As can be seen from Table 2, AP-GKAs achieved lower SSE, higher Sil, Between and F than the others. K-means has the lowest accuracy, GKA [3] has more improvement compared with K-means. SOM-GKA is better than GKA due to the initial cluster center determine by SOM [2]. Compared with GKA, AP-GKAs has 9.4% and 2.5% improvement in Sil and F.

Table 2. GKAs results compared with other algorithms in OBDS

4.2 Results Based on CBDS

The maximum number of clusters is 14 through the AP. From Fig. 2, the SSE value has converged to a minimum value with the larger Sil value when \(K = 9\).

Fig. 2.
figure 2

SSE and silhouette coefficient value in different K of OBDS.

Table 3 shows that 7.36% improvement is displayed in Sil and 3.7% improvement is displayed in F compared with GKA algorithm. Moreover, AP-GKAs converges faster than GKA. Its convergence rate is less slower than K-means, but the clustering effect of AP-GKAs is much better than K-means.

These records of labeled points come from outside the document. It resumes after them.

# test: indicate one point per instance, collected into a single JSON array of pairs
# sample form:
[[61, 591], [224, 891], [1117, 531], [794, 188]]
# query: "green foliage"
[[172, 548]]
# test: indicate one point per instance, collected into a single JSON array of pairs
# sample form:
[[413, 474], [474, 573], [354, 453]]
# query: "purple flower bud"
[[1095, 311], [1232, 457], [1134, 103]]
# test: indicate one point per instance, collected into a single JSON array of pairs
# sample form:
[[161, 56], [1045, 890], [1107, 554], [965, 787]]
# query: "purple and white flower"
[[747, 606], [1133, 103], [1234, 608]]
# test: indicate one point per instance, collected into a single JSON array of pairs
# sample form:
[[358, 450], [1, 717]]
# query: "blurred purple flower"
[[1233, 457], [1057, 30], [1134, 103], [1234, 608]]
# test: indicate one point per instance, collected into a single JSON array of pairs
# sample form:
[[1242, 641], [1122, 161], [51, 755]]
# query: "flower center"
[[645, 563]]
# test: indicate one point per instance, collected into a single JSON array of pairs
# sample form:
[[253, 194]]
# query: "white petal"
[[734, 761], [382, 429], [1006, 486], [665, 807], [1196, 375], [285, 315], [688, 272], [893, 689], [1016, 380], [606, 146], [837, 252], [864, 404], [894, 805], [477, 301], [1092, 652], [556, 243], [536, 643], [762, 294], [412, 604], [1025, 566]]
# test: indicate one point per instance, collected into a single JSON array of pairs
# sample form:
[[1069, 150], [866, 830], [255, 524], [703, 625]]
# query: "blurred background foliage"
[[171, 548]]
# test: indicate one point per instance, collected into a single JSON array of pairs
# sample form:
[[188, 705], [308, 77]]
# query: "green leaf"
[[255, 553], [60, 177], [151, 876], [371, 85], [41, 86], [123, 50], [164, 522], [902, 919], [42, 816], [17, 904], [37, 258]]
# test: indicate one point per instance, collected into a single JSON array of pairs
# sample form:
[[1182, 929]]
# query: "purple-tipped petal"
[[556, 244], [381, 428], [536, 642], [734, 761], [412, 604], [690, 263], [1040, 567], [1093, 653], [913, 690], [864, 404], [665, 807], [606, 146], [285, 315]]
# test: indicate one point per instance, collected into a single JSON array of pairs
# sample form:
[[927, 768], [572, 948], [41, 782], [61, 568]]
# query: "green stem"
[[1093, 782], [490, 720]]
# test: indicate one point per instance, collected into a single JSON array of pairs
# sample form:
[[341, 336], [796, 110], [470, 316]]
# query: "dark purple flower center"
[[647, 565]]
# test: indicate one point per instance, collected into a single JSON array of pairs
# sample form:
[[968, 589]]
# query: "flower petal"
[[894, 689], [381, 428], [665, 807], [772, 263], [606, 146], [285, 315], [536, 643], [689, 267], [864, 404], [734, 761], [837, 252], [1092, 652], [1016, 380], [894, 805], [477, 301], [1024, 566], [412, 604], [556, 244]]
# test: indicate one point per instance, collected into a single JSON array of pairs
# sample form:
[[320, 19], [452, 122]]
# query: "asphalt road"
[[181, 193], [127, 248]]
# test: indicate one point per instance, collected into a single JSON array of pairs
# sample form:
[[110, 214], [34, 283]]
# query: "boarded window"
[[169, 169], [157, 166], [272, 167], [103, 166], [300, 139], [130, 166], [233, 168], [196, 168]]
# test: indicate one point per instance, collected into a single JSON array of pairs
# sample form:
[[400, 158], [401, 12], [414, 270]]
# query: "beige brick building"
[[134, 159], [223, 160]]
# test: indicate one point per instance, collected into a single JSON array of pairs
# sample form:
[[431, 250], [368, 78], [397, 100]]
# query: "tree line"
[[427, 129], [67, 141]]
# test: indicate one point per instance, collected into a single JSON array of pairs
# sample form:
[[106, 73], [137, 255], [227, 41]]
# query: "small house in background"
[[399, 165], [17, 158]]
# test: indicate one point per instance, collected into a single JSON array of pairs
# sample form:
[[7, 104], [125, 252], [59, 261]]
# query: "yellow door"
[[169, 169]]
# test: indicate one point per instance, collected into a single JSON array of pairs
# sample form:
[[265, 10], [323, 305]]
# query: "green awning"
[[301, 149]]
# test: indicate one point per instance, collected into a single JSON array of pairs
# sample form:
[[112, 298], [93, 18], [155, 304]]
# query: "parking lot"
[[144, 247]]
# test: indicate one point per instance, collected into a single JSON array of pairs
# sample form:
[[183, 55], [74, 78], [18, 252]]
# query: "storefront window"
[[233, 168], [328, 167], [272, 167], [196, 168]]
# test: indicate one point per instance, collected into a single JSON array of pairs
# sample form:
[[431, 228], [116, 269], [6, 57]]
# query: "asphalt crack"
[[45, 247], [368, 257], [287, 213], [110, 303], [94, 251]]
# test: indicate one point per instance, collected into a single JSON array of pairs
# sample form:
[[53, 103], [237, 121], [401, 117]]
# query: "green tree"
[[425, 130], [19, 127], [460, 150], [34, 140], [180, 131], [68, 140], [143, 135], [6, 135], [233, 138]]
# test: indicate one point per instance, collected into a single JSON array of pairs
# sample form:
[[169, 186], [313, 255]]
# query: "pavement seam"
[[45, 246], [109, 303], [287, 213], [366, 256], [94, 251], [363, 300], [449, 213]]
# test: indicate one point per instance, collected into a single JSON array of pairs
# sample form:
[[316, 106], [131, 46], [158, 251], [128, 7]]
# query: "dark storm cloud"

Table 3. GKAs results compared with other algorithms in ORDS

5 Conclusions

In this paper we have shown how to completely process the customer transaction data for segmenting customer. We used muti-indicator RFM to describe the behaviour closely because the customer transaction is a complex phenomenon. It is always difficult to determine the number of clusters without expert knowledge for customer segmentation. To overcome this problem, we introduced AP algorithm to get range of cluster quantity. Moreover, we showed GKAs with adaptive mutation rate and one-step K-means operation to increase the accuracy of clustering result. We have successfully validated our model on standard data set and real transaction data, AP-GKAs has the fastest convergence rate and more accuracy than other three algorithms.